Smart Systems, Inc. | Algorithms

Artificial Intelligence Algorithms

Artificial Intelligence algorithms uses an assortment of accurate, probabilistic, and upgraded techniques that empower computers to pick up from the past point of reference and perceive hard-to-perceive patterns from massive, noisy, or complex datasets. SSI uses the Algorithms outlined below to handle large and complex data to draw interesting patterns or trends in them such as anomalies. Machines are needed to process information fast and make decisions when it reaches the threshold.

Items	ML Algorithm Categories	ML Algorithms	Descriptions
1	Deep Learning	Deep Boltzmann Machine (DBM)	A deep Boltzmann machine is a model with more hidden layers with directionless connections between the nodes. DBM learns the features hierarchically from the raw data and the features extracted in one layer are applied as hidden variables as input to the subsequent layer.
			Deep Belief Networks (DBN)	Deep Belief Networks are machine learning algorithm that resembles the deep neural network but are not the same. These are feedforward neural networks with a deep architecture. Simple, unsupervised networks like restricted Boltzmann machines or autoencoders make DBNs, with the hidden layer of each sub-network serving as the visible layer for the next layer.
			Convolutional Neural Networks (CNN)	A convolutional neural network (CNN or convnet) is a subset of machine learning. It is one of the various types of artificial neural networks which are used for different applications and data types. A CNN is a kind of network architecture for deep learning algorithms and is specifically used for image recognition and tasks that involve the processing of pixel data.

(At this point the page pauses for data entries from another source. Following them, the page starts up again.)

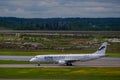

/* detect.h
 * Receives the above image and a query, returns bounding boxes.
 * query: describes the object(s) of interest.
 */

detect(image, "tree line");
[0,17,120,31]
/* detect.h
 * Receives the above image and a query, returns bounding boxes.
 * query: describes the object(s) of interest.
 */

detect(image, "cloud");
[0,0,120,18]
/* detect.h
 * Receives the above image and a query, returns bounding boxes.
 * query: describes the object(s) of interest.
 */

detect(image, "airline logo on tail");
[98,46,105,51]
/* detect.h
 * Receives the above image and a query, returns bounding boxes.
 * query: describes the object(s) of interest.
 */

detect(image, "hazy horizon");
[0,0,120,18]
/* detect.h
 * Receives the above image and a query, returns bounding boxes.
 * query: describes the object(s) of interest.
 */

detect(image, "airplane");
[29,42,107,66]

			Stacked Auto-Encoders	A stacked autoencoder is a multi-layer neural network that consists of multiple autoencoders, where the output of each encoder gets fed into the next encoder until the last encoder feeds its output into a chain of decoders. This allows a step by step compression and decompression of the input data to happen with more control over each state of the process.
2	Ensemble	Random Forrest	Random forests or random decision forests is an ensemble learning method for classification, regression and other tasks that operates by constructing a multitude of decision trees at training time. For classification tasks, the output of the random forest is the class selected by most trees. For regression tasks, the mean or average prediction of the individual trees is returned
			Gradient Boosting Machine (GBM)	Gradient boosting is a machine learning technique used in regression and classification tasks, among others. It gives a prediction model in the form of an ensemble of weak prediction models, which are typically decision trees. When a decision tree is the weak learner, the resulting algorithm is called gradient-boosted trees; it usually outperforms random forest. A gradient-boosted trees model is built in a stage-wise fashion as in other boosting methods, but it generalizes the other methods by allowing optimization of an arbitrary differentiable loss function.

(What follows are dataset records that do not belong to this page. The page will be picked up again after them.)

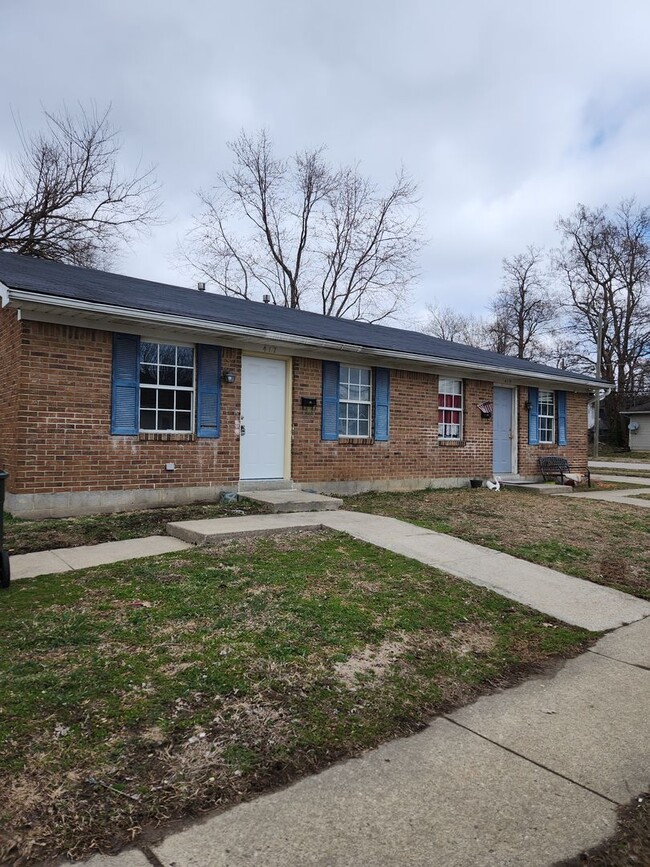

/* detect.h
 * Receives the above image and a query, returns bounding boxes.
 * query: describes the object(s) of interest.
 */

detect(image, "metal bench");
[539,455,591,487]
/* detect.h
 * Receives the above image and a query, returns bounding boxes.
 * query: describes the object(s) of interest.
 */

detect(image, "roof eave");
[0,283,612,391]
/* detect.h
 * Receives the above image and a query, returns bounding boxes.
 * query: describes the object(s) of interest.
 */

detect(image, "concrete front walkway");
[6,512,650,867]
[10,536,192,581]
[589,460,650,473]
[167,508,650,631]
[89,620,650,867]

			Boosting	In machine learning, boosting is an ensemble meta-algorithm for primarily reducing bias, and also variance in supervised learning, and a family of machine learning algorithms that convert weak learners to strong ones. Boosting is based on the question posed by Kearns and Valiant (1988, 1989), "Can a set of weak learners create a single strong learner?" A weak learner is defined to be a classifier that is only slightly correlated with the true classification
			Bootstrapped Aggregation (Bagging)	Bootstrap aggregating, also called bagging, is a machine learning ensemble meta-algorithm designed to improve the stability and accuracy of machine learning algorithms used in statistical classification and regression. It also reduces variance and helps to avoid overfitting. Although it is usually applied to decision tree methods, it can be used with any type of method. Bagging is a special case of the model averaging approach.
			AdaBoost	Adaptive Boosting, is a statistical classification meta-algorithm formulated by Yoav Freund and Robert Schapire in 1995, who won the 2003 Gödel Prize for their work. It can be used in conjunction with many other types of learning algorithms to improve performance. The output of the other learning algorithms ('weak learners') is combined into a weighted sum that represents the final output of the boosted classifier.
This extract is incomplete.